While discussing the kid-nonfriendliness of Las Vegas casinos [which sounds pretty obvious as I type it now], DT reader/Canadian [or at least Canada restaurant expert] Kirk writes: "There are restaurants in Canada that are also going this way. They do not ban children (because that's illegal to do), but they advertise that they do NOT provide high chairs, children's menus, crayons, etc."
Interest piqued and stereotypes at the ready, I Googled "Hooters 'high chairs'," and found a 2003 Orlando Sentinel article about a new restaurant concept from the company behind who such concepts as Red Lobster ["shrimp: it's practically lobster!"] and The Olive Garden ["carbs and cream sauce by the minivanful"]. It's called Seasons 52, as in "what's fresh this week."
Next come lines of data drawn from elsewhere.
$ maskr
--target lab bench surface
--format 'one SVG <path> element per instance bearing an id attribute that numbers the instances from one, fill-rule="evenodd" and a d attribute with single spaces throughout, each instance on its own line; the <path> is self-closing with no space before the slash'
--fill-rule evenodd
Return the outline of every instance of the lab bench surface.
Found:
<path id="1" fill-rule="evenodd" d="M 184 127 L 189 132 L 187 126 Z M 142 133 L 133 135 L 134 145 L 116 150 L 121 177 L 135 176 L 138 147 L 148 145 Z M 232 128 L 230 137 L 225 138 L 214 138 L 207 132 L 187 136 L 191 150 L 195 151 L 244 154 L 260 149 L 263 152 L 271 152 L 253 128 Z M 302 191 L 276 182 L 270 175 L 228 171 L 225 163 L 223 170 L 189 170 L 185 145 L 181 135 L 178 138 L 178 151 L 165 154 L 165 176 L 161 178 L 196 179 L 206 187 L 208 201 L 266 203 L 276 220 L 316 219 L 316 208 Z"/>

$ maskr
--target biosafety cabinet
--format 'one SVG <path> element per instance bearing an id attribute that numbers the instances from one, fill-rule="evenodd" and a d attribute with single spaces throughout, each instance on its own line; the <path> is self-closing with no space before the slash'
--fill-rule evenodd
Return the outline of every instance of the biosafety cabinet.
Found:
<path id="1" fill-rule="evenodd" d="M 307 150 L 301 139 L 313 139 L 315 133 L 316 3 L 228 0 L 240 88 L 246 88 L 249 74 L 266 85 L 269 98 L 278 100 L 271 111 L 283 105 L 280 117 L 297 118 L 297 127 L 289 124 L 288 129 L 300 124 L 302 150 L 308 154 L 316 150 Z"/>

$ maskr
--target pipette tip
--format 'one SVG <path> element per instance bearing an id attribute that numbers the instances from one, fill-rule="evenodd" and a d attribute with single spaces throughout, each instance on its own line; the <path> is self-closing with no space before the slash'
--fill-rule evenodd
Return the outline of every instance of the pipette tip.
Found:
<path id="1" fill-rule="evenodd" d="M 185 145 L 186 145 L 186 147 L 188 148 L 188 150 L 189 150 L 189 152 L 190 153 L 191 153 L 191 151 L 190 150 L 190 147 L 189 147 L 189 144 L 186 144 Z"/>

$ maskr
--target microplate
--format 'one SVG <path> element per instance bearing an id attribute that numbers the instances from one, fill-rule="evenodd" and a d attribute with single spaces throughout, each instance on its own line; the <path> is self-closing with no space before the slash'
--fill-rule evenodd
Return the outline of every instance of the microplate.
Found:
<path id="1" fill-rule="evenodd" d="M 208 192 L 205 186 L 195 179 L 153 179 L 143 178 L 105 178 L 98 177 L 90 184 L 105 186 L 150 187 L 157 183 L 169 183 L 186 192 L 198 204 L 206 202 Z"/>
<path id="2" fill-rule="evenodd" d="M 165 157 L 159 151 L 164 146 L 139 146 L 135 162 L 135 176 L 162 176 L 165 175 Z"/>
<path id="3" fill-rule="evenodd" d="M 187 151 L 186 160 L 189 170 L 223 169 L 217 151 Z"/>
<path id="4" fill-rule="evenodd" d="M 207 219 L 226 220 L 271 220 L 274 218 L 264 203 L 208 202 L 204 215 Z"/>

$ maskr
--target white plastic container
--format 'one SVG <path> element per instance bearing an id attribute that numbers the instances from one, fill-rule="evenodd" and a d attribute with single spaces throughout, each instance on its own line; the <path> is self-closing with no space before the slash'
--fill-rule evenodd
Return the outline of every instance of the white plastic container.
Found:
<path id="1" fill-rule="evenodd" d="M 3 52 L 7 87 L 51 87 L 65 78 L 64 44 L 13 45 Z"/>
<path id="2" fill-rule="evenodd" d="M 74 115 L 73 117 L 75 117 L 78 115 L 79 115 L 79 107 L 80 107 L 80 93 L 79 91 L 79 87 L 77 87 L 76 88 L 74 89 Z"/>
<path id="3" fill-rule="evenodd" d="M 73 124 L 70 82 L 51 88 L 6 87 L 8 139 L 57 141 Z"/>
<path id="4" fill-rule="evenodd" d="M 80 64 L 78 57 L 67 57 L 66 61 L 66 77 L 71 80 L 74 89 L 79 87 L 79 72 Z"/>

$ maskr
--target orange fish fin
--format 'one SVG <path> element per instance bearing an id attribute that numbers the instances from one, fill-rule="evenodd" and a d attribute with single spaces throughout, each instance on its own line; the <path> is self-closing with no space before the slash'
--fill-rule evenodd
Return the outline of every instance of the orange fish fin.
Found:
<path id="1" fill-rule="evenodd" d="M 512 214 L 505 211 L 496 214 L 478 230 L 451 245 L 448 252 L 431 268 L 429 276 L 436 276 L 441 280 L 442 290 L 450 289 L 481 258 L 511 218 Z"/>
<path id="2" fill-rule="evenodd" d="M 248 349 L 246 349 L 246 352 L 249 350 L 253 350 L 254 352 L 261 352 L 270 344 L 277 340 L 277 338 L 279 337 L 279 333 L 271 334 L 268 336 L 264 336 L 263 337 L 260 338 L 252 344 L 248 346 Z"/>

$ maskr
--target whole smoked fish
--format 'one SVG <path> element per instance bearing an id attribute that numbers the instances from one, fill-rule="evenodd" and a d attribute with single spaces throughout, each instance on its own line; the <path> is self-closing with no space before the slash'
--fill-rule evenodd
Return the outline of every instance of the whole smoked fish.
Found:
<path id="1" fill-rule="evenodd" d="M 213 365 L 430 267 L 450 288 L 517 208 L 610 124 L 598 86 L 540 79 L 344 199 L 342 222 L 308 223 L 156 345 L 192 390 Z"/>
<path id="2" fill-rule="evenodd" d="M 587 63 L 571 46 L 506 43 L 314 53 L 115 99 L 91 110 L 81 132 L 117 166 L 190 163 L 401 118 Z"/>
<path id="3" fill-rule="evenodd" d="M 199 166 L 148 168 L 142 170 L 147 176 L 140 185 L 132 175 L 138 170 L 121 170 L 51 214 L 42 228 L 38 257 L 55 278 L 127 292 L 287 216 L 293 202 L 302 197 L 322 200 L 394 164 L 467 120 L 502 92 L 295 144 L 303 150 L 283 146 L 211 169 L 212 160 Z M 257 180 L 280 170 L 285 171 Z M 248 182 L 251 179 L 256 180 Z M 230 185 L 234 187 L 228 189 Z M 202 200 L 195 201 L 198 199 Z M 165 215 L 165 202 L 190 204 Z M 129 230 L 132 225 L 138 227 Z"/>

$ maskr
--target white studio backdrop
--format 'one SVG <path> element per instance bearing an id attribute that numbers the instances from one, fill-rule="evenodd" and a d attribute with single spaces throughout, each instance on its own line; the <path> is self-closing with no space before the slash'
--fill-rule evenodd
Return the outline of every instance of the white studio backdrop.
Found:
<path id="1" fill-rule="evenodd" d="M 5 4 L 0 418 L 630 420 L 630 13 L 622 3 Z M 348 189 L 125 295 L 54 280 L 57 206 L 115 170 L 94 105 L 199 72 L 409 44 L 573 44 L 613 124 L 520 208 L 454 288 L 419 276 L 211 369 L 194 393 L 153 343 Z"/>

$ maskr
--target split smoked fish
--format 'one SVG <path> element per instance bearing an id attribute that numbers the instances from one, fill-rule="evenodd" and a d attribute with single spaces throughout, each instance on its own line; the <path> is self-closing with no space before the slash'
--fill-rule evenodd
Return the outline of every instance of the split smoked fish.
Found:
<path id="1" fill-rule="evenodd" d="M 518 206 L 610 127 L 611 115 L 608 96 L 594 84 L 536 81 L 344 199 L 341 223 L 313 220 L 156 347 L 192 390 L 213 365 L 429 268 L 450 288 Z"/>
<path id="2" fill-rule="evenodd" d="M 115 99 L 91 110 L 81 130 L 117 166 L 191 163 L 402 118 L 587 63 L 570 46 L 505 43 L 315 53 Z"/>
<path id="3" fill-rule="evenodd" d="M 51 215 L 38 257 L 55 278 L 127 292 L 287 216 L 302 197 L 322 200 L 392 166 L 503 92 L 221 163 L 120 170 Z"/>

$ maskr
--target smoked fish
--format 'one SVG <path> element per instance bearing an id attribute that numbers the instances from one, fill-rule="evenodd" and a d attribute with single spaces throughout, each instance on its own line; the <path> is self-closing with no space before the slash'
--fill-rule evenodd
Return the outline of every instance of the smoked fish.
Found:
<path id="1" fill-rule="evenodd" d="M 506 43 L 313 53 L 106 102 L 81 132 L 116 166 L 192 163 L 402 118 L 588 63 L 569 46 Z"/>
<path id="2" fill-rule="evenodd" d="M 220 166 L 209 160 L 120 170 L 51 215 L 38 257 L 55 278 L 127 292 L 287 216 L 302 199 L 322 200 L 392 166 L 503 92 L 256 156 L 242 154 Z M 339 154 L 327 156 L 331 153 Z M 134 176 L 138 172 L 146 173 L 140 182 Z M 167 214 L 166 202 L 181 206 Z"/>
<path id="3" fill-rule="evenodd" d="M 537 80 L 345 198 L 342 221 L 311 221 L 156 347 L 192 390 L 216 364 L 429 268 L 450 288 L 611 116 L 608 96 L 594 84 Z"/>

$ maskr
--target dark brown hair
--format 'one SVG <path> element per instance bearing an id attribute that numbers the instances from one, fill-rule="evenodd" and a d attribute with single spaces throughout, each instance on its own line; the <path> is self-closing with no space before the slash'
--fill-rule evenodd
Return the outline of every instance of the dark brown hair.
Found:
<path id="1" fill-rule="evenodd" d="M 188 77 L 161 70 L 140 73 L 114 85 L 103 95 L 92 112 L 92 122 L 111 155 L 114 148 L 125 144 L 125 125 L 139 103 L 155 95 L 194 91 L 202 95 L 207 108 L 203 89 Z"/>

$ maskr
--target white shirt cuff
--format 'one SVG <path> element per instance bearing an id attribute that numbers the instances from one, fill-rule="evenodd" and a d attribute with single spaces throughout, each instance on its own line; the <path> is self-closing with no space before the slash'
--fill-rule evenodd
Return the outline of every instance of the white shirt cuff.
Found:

Frankly, to me, its no-high chairs, no-children's menu, no-crayons approach doesn't mean no-kids, it just means no-playing-while-eating, no-running-around, and no-I-only-want-chicken-tenders. It's not "No Families," it's just "No Family Circus." And anyway, if you've got a Stokke Xplory, you can just wheel that bad boy right up to the table.
See the Sentinel reader's heated reactions to the concept here, a 2005 review of the Seasons 52 concept here, which will apparently be coming soon to a promenade-like entertainment/retail concept near you.
Oh, and Hooters? They have a whole selection of baby stuff, including t-shirts, bibs, and rompers. And really, if you think about it, what more baby-friendly dining concept could there be?